Consequently, I got promptly over to Lauren-Schwindell and threw my hat in both rings at once: hers to buy, mine to sell. My thinking was, if lightning struck and Charley and his new bride came unglued during week one, Ann and I could forge our new beginning in her house (then later move to Maine more or less as newlyweds).

So, before the O’Dells returned home (no annulment was pending), I’d entered a full-price cash offer on 116 Cleveland and, through a savvy intercession by old man Otto Schwindell himself, reached an extremely advantageous deal with the Theological Institute to take over my house for the purpose of converting it into the Ecumenical Center where guests like Bishop Tutu, the Dalai Lama and the head of the Icelandic Federation of Churches could hold high-level confabs about the fate of the world’s soul, and still find accommodations homey enough to slip down after midnight for a snack.

The Institute’s Board of Overseers was, in fact, highly sensitive to my tax situation, since my house appraised out at an eye-popping million two, near the peak of the boom. Their lawyers were able to set up a healthy annuity which earns interest for me and later passes on to Paul and Clarissa, and by whose terms I in essence donated my house as an outright gift, claimed a whopper deduction and afterward received a generous “consultant’s” fee in what I think of as temporal affairs. (This tax loophole has since been closed, but too late, since what’s done’s done.)

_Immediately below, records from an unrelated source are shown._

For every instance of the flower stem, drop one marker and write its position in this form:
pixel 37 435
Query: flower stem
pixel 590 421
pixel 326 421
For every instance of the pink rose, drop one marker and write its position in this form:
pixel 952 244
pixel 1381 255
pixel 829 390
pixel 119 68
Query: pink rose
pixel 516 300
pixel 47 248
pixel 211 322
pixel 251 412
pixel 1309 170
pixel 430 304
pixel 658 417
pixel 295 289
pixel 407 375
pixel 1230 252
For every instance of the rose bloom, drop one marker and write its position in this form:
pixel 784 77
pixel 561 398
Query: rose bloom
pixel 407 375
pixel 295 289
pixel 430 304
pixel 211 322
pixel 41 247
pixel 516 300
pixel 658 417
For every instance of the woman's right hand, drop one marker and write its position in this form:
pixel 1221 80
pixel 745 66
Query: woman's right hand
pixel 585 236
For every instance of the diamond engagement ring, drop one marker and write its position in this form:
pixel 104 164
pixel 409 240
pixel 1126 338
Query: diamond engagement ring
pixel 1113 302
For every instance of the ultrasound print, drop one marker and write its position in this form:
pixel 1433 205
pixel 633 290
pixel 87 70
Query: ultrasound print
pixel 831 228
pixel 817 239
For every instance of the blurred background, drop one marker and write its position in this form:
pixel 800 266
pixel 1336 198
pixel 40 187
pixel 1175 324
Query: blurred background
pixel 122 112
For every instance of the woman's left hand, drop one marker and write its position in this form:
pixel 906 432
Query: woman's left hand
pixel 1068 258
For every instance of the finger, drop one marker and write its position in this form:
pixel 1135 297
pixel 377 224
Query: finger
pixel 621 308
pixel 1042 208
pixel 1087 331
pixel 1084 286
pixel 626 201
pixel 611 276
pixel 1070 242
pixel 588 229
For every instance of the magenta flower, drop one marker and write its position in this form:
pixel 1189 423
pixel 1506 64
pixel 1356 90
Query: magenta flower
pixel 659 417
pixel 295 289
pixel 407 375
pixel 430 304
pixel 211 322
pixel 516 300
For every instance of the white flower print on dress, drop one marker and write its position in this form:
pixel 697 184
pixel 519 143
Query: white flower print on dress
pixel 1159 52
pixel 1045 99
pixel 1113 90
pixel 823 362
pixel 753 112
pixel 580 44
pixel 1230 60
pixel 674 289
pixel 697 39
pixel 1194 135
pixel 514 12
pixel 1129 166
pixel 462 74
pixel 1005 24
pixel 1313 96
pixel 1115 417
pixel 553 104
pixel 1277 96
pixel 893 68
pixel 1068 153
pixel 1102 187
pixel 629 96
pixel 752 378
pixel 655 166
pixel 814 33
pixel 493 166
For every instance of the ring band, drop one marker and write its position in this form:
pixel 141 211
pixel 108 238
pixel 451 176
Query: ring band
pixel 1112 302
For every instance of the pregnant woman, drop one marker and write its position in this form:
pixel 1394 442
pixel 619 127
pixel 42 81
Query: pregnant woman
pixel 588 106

One bright and green August day, I simply walked out the door and down the steps of my house, leaving all my furniture except for books and nostalgic attachments (my map of Block Island, a hatch-cover table, a leather chair I liked, my marriage bed), drove over to Ann’s house on Cleveland, with all her old-new furniture sitting exactly where she’d left it, and took up residence. I was allowed to keep my old phone number.

And truth to tell I hardly noticed the difference, so often had I lain awake nights in my old place or roamed the rooms and halls of hers when all were sleeping — searching, I suppose, for where I fit in, or where I’d gone wrong, or how I could breathe air into my ghostly self and become a recognizable if changed-for-the-better figure in their sweet lives or my own. One house is as good as another for this kind of private enterprise. And the poet was right again: “Let the wingèd Fancy roam, / Pleasure never is at home.”